The human section of Swiss-Prot is curated to contain one entry per protein-coding gene, each with descriptions for known splice isoforms. There is only one Swiss-Prot entry for which two splice isoforms exist in the canonical set, and it is only this protein, mannan-binding lectin serine protease 1, which we confidently claim is present in more than one splice isoform in human plasma. Twelve additional Swiss-Prot alternative splice isoforms are noted as possibly distinguished; we are less confident that these are present as distinct isoforms because possibly distinguished protein sequences have only a small amount of peptide evidence distinguishing them from their canonical counterparts. Further, 131 canonical protein sequences come from the IPI or Ensembl databases, indicating that each includes at least one observed peptide that is not mappable to any Swiss-Prot entry. These might represent single nucleotide polymorphisms or sequence errors (see IPI00887739 in Complement C3 group in supplemental Fig. S1 for an example), or protein-coding genes or splice variants not described in Swiss-Prot.

DISCUSSION

Composition and Completeness of Proteome Reference Set

Our set of 1929 canonical protein sequences, by far the largest published so far at this confidence level, includes the highest concentration proteins as well as nearly complete coverage of the phosphoproteome described in (55) (details in Table III). Still, we believe it is far from a complete catalog of the human plasma proteome. First, our reference set and the MS-derived lists in Table III are all biased toward proteins that are readily detectable by MS techniques; proteins missing from one list are likely to be missing in the others, so coverage of the lists in Table III is not indicative of complete proteome coverage.

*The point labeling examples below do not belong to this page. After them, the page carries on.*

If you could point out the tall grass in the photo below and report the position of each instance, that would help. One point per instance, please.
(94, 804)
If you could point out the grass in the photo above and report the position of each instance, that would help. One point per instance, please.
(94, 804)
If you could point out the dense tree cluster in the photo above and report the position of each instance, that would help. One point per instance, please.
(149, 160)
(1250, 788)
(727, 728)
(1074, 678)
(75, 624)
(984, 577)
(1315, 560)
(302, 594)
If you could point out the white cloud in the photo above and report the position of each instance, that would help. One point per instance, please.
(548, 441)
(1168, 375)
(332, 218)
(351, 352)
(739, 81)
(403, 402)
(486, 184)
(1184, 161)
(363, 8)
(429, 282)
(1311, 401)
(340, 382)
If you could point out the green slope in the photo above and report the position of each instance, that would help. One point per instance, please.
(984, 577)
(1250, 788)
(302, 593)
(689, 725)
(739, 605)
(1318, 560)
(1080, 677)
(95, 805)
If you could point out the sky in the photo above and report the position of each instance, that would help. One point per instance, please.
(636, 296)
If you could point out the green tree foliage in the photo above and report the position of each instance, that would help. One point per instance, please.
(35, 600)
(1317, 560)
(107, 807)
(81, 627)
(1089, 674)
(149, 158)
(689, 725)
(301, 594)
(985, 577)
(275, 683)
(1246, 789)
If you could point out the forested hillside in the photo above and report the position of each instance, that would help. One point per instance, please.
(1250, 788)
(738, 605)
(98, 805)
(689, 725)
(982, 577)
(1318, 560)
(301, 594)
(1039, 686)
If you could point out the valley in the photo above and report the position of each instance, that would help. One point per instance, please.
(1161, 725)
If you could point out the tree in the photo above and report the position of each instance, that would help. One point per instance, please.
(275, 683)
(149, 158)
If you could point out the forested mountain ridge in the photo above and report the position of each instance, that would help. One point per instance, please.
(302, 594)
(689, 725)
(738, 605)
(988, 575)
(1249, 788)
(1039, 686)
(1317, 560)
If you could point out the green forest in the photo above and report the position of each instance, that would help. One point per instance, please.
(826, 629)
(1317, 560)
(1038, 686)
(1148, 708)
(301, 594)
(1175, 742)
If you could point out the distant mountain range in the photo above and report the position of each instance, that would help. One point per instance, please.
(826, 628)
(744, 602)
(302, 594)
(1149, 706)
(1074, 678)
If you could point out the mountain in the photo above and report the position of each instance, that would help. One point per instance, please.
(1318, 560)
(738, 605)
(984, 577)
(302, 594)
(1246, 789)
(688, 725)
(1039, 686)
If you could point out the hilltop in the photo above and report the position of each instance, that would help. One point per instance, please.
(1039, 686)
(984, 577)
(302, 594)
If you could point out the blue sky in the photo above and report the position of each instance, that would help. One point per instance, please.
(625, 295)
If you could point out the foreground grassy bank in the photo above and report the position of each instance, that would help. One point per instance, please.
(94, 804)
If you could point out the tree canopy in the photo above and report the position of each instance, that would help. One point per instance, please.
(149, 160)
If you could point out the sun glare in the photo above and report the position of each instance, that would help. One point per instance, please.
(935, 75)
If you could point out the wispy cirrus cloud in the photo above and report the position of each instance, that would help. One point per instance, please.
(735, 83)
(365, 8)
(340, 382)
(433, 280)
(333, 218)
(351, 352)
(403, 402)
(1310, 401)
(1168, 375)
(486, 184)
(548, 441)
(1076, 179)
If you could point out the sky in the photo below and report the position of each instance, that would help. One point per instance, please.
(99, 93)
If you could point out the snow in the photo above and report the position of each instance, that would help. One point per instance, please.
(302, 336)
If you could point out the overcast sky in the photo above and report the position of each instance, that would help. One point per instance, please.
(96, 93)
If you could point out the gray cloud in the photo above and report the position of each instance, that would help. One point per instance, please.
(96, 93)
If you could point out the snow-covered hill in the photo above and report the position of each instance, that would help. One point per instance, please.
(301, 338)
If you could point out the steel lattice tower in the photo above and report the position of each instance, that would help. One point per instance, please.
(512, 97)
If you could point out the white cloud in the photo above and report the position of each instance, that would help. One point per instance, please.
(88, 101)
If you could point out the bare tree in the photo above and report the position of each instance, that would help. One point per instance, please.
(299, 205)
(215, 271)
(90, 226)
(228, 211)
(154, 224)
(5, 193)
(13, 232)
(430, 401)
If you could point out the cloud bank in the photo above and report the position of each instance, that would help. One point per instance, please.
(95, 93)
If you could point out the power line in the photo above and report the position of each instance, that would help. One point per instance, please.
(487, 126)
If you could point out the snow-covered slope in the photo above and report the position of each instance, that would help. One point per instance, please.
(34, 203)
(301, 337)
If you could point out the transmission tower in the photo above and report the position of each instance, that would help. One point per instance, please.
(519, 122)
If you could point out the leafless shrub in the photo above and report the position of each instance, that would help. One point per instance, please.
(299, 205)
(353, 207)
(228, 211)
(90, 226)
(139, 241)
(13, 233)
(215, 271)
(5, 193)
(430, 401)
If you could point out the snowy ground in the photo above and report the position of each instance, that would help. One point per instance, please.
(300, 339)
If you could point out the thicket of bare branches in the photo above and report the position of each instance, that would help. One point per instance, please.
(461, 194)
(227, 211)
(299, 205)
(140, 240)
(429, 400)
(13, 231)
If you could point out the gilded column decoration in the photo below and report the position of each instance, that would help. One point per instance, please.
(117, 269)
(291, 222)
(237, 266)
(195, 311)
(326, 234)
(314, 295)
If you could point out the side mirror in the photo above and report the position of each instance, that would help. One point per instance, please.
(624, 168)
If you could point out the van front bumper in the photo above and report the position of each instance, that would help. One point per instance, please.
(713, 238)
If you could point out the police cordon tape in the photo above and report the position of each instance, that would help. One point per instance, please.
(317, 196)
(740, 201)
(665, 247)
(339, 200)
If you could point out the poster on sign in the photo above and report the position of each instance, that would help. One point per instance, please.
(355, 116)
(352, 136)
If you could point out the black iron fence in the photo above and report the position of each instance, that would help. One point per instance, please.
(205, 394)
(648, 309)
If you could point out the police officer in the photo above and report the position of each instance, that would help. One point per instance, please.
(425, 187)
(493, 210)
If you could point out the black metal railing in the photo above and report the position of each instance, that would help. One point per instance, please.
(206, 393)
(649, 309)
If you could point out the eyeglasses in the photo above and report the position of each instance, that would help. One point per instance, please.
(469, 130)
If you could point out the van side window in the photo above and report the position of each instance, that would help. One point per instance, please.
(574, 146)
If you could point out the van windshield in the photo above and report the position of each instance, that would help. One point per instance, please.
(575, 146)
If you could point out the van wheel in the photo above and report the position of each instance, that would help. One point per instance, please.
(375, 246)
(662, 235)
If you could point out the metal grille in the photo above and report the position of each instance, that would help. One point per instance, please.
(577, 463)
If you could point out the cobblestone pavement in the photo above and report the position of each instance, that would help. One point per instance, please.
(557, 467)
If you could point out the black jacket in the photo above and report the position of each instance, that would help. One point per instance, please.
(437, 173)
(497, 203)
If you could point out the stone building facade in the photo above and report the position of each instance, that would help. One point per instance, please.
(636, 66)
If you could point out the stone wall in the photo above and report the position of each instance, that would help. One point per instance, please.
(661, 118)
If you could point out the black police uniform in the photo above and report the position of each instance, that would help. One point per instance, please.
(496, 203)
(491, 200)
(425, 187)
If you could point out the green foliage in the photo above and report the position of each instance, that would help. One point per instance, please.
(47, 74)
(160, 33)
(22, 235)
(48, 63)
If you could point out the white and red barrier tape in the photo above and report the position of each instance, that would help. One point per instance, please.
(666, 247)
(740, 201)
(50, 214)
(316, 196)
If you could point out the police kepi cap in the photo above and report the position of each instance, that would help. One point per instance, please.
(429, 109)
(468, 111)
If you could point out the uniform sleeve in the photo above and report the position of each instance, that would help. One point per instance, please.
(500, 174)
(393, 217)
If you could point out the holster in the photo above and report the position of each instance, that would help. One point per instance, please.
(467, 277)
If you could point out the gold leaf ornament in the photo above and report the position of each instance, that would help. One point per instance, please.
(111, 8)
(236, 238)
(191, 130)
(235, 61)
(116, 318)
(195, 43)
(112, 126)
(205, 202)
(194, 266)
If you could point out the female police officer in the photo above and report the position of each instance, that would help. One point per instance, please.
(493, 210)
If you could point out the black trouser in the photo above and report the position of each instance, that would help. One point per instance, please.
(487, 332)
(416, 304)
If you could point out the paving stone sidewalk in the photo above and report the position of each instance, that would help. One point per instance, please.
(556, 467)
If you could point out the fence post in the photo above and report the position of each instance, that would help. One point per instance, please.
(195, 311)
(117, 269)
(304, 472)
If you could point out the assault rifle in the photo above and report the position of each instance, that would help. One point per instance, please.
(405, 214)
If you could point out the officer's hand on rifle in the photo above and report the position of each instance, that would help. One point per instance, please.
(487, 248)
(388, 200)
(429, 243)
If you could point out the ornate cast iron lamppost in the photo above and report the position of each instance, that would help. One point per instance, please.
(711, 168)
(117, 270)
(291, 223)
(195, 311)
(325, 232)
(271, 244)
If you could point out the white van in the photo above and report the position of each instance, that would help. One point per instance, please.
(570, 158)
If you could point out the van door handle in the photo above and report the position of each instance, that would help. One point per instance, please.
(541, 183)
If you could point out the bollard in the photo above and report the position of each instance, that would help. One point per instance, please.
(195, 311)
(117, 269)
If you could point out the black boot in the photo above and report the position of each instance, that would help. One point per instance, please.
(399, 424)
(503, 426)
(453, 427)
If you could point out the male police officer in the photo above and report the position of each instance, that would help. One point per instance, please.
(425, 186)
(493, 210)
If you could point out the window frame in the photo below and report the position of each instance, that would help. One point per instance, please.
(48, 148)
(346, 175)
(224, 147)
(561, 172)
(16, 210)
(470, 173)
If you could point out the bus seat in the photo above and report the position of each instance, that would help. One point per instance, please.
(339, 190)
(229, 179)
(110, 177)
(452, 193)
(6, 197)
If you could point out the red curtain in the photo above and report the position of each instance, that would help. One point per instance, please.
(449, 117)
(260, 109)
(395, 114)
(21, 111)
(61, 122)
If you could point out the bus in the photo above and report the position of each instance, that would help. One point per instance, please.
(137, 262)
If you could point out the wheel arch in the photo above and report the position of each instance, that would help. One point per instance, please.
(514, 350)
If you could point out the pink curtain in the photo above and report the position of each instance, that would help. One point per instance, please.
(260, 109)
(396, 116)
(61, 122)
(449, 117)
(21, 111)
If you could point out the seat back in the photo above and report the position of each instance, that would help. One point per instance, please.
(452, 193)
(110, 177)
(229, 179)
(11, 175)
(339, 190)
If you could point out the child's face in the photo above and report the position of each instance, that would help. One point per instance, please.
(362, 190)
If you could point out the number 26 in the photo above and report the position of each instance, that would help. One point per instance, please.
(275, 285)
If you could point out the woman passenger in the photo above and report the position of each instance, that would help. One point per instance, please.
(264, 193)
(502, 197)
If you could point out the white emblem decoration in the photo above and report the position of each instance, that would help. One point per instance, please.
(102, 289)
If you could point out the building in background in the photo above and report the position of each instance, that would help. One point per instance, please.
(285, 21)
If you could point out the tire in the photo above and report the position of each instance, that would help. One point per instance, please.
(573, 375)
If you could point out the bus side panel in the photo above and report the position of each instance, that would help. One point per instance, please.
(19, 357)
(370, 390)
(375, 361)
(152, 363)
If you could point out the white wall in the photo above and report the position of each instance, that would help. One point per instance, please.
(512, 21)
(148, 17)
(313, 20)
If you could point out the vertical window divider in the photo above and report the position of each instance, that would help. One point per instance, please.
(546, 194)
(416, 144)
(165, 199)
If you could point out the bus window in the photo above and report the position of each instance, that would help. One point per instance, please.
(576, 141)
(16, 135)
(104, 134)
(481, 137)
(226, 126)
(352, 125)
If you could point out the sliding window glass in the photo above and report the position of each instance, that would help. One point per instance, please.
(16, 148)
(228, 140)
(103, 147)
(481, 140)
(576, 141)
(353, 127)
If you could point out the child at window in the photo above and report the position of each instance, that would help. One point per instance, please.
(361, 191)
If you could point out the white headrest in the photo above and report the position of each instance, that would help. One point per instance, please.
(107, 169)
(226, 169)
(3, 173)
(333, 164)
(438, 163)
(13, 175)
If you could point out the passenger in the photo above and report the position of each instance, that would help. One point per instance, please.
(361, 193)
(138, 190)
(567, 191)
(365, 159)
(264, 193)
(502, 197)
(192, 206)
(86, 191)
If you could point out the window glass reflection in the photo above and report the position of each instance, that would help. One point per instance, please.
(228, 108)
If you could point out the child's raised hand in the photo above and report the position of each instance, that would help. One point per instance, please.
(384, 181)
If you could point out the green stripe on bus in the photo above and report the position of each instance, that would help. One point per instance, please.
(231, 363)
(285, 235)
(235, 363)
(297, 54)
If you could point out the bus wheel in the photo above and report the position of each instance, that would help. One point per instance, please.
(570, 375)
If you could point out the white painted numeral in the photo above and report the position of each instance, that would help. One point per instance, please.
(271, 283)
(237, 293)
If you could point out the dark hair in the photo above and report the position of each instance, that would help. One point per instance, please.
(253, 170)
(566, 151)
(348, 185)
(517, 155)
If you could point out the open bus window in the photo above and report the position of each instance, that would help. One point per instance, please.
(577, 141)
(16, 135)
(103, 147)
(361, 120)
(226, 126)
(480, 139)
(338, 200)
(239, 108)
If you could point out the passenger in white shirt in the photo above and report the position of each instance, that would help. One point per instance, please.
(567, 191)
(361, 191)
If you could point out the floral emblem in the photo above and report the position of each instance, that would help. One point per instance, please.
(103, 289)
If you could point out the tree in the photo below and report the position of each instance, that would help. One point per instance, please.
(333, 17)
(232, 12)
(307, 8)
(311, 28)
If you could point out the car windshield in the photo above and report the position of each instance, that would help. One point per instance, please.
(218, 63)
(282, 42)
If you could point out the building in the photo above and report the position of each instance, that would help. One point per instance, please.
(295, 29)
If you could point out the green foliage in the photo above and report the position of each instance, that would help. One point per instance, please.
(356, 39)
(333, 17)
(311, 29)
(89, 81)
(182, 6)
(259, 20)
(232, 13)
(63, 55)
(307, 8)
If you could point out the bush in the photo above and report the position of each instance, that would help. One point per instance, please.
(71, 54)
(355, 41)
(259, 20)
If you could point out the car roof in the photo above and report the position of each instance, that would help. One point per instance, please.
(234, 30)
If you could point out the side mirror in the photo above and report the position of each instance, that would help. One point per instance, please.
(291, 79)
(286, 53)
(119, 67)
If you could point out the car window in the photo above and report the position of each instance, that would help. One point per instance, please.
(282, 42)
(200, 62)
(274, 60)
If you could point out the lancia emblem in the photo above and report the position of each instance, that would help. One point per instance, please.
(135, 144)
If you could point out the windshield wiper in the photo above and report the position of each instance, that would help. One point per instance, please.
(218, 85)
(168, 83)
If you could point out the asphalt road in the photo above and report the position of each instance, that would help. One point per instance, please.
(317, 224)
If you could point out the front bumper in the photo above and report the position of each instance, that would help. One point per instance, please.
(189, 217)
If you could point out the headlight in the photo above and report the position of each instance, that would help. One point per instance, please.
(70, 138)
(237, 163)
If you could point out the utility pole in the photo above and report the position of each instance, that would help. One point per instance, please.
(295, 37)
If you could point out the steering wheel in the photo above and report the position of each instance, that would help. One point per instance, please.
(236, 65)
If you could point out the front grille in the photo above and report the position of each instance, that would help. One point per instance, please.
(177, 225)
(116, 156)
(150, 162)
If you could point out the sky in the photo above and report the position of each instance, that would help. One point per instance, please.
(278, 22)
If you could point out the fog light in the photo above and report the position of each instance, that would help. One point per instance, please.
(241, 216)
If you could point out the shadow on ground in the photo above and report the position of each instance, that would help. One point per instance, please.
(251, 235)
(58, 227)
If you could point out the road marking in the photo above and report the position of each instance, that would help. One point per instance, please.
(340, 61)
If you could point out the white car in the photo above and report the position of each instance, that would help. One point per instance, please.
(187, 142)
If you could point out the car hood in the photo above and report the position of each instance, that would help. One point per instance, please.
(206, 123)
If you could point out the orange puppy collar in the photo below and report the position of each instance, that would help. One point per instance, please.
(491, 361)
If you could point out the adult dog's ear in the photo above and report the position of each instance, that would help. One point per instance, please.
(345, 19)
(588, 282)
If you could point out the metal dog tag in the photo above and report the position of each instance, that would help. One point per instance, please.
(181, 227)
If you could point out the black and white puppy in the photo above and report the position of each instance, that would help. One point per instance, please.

Table III. PeptideAtlas coverage of published protein lists. Percentages in column B are relative to numbers in column A.
Plasma protein identification list Total proteins (A) In PeptideAtlas combined protein sequence databasea (B) In Human Plasma PeptideAtlas exhaustive set (of those in column A)
Hortin et al. highly abundant plasma proteins (48) 150 126 126 100%
Kuzyk et al. moderate/high concentration plasma proteins reproducibly detectable by LC-MRM/MS analysis of whole tryptic digests; nearly all reported as potential disease markers (56) 45 45 45 100%
Carrascal et al. LC-MS/MS derived plasma phosphoproteins with peptide identified by >1 search engine (55) 44 44 43b 98%
Schenk, et al. LC-MS/MS derived plasma proteins (non-immunoglobulin) (16) 697 554 503 91%
Polanski and Anderson potential cancer biomarkers (57) 1261 1054 326 31%

a Swiss-Prot 2010–04 + IPI v3.71 + Ensembl v54.37.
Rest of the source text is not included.